Sunday 14 February 2010

Authority Rejection

Kemarin saya membaca buku tentang Yesus yang ditulis oleh Joseph Ratzinger. Joseph Ratzinger ini tidak lain adalah pemimpin Gereja Katolik yang sekarang, or so-called His Holiness Pope Benedict XVI. Judul bukunya adalah Yesus dari Nazaret.


Meskipun saya bukan seorang Katolik, saya tertarik dengan buku ini, terlebih karena saya sudah begitu sering membaca & mendengar pandangan baru tentang Yesus yang menurut saya seolah, supaya laku, mungkin sengaja dibuat bombastis, kontroversial, dahsyat, spektakuler dan sebagainya. Buku macam ini ada banyak sekali jenisnya, terpampang di toko-toko buku. Saya kemudian jadi ingin tahu bagaimana pandangan seorang pemimpin Katolik sendiri, sebagai pemimpin organisasi yang meyakini kisah Yesus seperti yang diketahui secara luas.

Berikut ini potongan halaman yang menurut saya menarik:

“Dalam suatu perumpamaan akhir, …… Ia (Yesus) mengangkat lagi madah (nabi) Yesaya dengan cara lain (Mrk. 12:1-12). … Israel sekarang digambarkan sebagai petani penyewa suatu kebun anggur yang tuannya bepergian dan dari jauh menagih hasil bagiannya. Sejarah pergulatan yang diulang-ulang dari Allah untuk dan dengan Israel dilukiskan dengan silih bergantinya para hamba, yang atas perintah Tuhan datang untuk menagih sewa, jadi memungut bagian adil dari buah mereka. Sejarah para nabi, penderitaan mereka, dan sia-sianya upaya mereka terpancar jelas dalam kisah itu, yang berbicara tentang penyiksaan serta malah pembunuhan para hamba.

Akhirnya, sebagai usaha terakhir, si pemilik mengirim anaknya yang tercinta, ahli waris, yang sebagai pewaris, juga di hadapan pengadilan, dapat memaksakan tuntutan kepada penyewa dan karenanya boleh mengharapkan dihormati. Sebaliknyalah yang terjadi. Penyewa membunuh si anak justru karena ia pewaris; dengan demikian mereka akhirnya justru mau merebut kebun anggur itu.

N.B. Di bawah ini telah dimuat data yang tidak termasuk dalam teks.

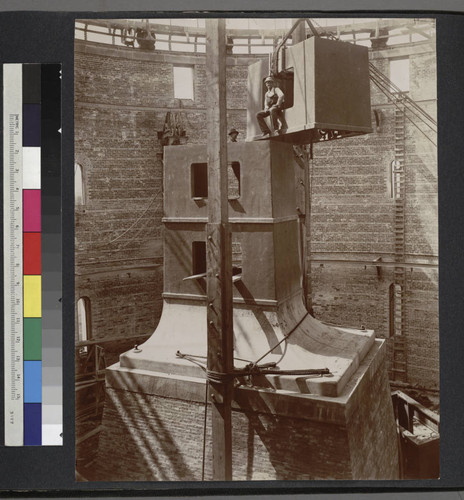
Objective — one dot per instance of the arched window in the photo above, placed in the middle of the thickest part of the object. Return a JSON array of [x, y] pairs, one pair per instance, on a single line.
[[79, 186], [83, 322]]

Di titik ini, seperti dalam kidung Yesaya, perumpamaan berpindah dari semacam cerita tentang masa silam lalu masuk ke situasi pendengarnya. … Pendengar tahu: Ia berbicara tentang kita (ay. 12). Sebagaimana para nabi disiksa & dibunuh, begitulah kamu mau membunuh aku. Aku bicara tentang kamu dan tentang Aku sendiri.

Penjelasan modern (yang lazim) berakhir di titik ini dan dengan demikian menempatkan perumpamaan kembali ke masa silam (ke jaman kehidupan Yesus)….
Namun, Tuhan selalu bicara pada masa kini dan menuju masa depan. Ia justru bicara bersama kita dan tentang kita. Bila kita membuka mata kita—bukankah apa yang dikatakan itu nyatanya pelukisan masa kini kita? Bukankah memang itu logika zaman modern (beberapa orang menyebutnya post-modern), zaman kita: kalau kita menyatakan Allah mati, kitalah Allah itu sendiri. Akhirnya, kita bukan milik orang lain, melainkan pemilik diri kita sendiri dan pemilik dunia. …
Kita mencoret Allah; tidak ada tolok ukur di atas kita, kita sendiri adalah ukuran bagi kita. Kebun anggur menjadi milik kita.”

Interpretasi yang menarik atas perumpamaan yang juga menarik. Jadi, seolah kita manusia memang punya kecenderungan untuk menolak otoritas, hehe…


Well, saya sama sekali tidak ingin menyiarkan agama (buat apa? Saya katolik juga bukan!). Lagipula, saya setuju kepercayaan itu urusan pribadi. Saya hanya merasa ini catatan penting yang mungkin baik untuk saya share, untuk direnungkan bagi orang-orang yang diam-diam atheis (saya sebut “diam-diam” karena di KTP nya pasti ada agamanya). Atau orang-orang yang, karena Tuhan tidak seperti yang dia pikirkan, lantas menganggap Tuhan tidak ada. Hanya karena “Sesuatu” tidak seperti yang anda duga selama ini, bukan berarti Dia tidak ada.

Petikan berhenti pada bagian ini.